Odd Prompts: Ripples
The problem is, human memory is short. If the floods came once a year, there would have been no building in the fertile valley, as tempting as the deep, rich soil was to the farmers who came to the land early. By the time they disembarked, the planet had only felt human steps for a decade. Long time to the human’s way of thinking unaided. Short time, when you calculate the tilt of a planet.
The rains came in the eighth year. At first, they were welcome, sweeping curtains of relief over what had been rippling grasses as far as the eye could see up the valley. The consensus had been that the colony was landed in the midst of a drought - if it were this dry every year, the land would have been desert rather than something more like a meadow. Prairie would have been more familiar, but to the terrestrial-oriented humans, the valley looked like a riverine plain. So they had tilled, and planted with the seeds coated in microbial boosters, and they had harvested. Irrigation from the thread of a river came later, when the dry years dragged on. By the time the rains came, there were houses, and small canals, and crops in fields where they could be carefully tended.
The valley sprawled open, wide, with the foothills on either side mere smudges and the mountains whose toes they represented lost entirely in those first stormclouds. The satellites watching with unwinking gaze reported a change in wind direction, and it was then there was a trickle of fear added to the rising current of the river.
Trouble comes softly on tip-toes, sometimes. Creeping in under the cover of night when all are sleeping, lapping at the wooden floors until it oozes between the boards and runs around the legs of the bed.
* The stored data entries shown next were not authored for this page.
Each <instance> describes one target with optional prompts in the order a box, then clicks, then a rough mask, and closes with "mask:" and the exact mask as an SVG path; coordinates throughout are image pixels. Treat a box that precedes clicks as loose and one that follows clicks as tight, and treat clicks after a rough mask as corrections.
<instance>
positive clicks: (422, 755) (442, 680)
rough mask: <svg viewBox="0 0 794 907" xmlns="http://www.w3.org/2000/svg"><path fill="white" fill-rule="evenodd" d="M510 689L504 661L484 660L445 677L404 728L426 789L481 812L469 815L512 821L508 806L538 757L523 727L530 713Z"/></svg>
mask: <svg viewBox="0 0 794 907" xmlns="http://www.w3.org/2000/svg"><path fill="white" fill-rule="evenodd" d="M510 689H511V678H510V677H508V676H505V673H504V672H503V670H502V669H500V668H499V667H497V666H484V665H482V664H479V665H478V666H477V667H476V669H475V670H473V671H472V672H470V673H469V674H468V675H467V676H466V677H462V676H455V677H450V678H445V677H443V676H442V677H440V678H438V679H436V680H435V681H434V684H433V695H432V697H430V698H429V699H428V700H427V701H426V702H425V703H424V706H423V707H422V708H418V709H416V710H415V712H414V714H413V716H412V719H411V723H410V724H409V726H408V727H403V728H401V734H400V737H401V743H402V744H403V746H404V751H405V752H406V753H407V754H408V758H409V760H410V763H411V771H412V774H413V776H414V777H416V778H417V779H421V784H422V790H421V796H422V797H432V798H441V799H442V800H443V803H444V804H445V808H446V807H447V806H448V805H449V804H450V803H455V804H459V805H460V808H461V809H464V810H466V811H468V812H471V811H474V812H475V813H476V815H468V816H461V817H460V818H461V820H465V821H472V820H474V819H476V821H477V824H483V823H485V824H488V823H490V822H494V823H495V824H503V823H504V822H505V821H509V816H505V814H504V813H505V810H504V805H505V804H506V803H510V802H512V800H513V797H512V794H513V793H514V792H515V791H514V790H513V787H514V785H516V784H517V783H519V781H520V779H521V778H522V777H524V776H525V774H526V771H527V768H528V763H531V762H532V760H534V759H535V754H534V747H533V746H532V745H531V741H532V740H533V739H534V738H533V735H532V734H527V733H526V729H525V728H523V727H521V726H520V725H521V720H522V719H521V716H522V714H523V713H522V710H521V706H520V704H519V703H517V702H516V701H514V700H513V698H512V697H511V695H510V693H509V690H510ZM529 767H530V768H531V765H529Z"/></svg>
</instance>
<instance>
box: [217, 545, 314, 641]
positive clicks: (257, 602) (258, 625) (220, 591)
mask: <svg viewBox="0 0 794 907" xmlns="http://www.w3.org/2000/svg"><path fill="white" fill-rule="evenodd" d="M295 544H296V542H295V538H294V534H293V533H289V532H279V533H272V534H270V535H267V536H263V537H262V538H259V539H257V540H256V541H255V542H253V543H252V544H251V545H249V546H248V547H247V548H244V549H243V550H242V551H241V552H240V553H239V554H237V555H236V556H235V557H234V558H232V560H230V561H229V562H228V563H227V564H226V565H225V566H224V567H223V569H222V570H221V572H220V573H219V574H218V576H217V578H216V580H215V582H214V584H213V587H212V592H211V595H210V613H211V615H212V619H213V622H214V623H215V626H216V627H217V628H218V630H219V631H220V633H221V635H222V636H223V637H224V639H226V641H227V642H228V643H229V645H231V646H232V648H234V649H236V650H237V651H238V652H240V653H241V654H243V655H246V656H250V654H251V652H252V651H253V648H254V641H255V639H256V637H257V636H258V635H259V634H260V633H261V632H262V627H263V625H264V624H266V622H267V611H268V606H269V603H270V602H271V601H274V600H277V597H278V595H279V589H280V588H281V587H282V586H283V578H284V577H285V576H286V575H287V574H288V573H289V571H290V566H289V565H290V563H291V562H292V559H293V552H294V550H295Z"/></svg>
The rain covered the entire valley like a shroud, pulling in tighter and tighter, and it was heavy enough to conceal the water from the overwatch. The few who were awake found the rain had drawn more than a veil across communications, and their voices were muffled until they could sound no longer.
They had known of the Narrows, of course. The planet had been surveyed and mapped before human feet ever touched the soil of the valley. They had promptly forgotten them, miles away, not bothering anyone or causing any trouble. Just towering over the thread of a stream that might have been a river. No one remembered that what had once been, might be again. When the water came down too fast to push through the confines of the rock there. When the rocks and debris carried on the force of the onslaught plugged it up, on top of the masses that told the story of all the other times this had happened.
By the time the rain stopped, days and weeks later, the long valley had become a long lake. It would drain, given time. The humans would forget, given time. They would forget why houses were never built on low ground, centuries later. Houses were built in the hills. Always. The lowlands were unsafe. They didn’t remember the names of those first people, by then. The names were soaked up and washed away by time. The valley stretched out and on, unchanged, filled with ripples.
***
I was prompted this week by AC Young with "In the dry season ‘Long Lake Valley’ was a bit of a misnomer. But in the wet season, water flowed into the valley at a faster rate than it could get out the far end, and the Long Lake formed."
I prompted Padre with "She lay in the water stiff as a board, as though she could refuse to sink."